7 Ekim 2009 Çarşamba

UNUTULMAZLAR


Unutulmazdı. Diğer unutulanlar gibi. Hala öyle.

Gözümü açışımda, nefes alışımda, dokunuşumda, baktığımda, hissettiğimde, gözümü kapatamayışımda, içimde, beynimde… Yaşıyorsun aslında benimle, gitmedin. Hayallerimde bile şarkıdaki gibisin. Git, git, gitme dur ne olur…

Süper bir yer hayal ediyorum. Mavi, kristalleşmiş, berrak bir deniz, sakin esen bir rüzgâr, dibine kadar hissedilen özgürlük hissi. Sonra karmaşıklaşıyor olay, yalnız mıyım orda? Gaddar mıyım ben, yoksa taktik mi senin dediğin gibi, korkaklık mı bunun adı, üzememek insanları… Yalnızsam üzeceğim kimse de yok. Seni davet ediyorum hayalime. Geliyorsun halelerindeki soru işaretleriyle. Gülen yüzün altında, ben sana bunların hesabını sonra soracağım bakışlarıyla. Ayaklarım batmaya başlıyor toprağa. Toprak o. Batıyor ayaklarım, uzatıyorsun elini. Tutuyorum, sıcak sevgi dolu geliyor. Güvenemiyorum… Debeleniyorum, debeleniyorum…

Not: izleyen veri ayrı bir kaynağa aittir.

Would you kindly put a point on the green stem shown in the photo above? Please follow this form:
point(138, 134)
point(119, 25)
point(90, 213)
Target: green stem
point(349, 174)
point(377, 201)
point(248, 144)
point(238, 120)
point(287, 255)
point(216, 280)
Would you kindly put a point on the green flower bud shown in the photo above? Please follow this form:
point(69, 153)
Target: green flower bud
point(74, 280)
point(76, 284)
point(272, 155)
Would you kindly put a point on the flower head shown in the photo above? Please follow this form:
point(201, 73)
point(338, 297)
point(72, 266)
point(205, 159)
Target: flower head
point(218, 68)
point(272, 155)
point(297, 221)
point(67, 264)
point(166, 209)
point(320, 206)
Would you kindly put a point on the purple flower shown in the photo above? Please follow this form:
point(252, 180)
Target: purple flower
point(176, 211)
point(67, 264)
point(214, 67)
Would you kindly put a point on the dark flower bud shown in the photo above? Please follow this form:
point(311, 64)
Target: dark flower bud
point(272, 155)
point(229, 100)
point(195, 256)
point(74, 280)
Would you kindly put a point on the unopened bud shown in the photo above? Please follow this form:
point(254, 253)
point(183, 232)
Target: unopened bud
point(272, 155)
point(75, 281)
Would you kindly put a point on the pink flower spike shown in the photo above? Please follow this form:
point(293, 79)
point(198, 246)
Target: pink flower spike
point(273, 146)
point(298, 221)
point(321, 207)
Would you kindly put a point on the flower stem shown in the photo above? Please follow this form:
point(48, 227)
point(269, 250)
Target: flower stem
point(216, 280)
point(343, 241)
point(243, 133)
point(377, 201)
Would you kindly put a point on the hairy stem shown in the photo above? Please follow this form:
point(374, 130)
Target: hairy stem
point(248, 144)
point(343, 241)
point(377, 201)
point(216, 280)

Bazen cehennem oluyor arka fon, alevler çıkıyor, kararıyor ortam... Kâbuslar, oyunlar, taktikler, yapmacık her şey. Bazen hayal gibi oluyor, bu oluyor, kafamdaki oluyor, hayal oluyor. Kâbus oluyor. Karmaşan, karmaşamız oluyor, fırtınalar diniyor bir anda güneş çıkıyor, sakinlik özgürlük kokuyor buram buram… Sonra yıldırımlar çakıyor, nolduğunu anlamaya çalışan küçük bir çocuk gibi hissediyorum sahnede kendimi, sonra yine aydınlık. Hımm, noldu anlamadım ya, güzel burası diye uzanıyorum sorularım, koca kafam, koca kıçımla...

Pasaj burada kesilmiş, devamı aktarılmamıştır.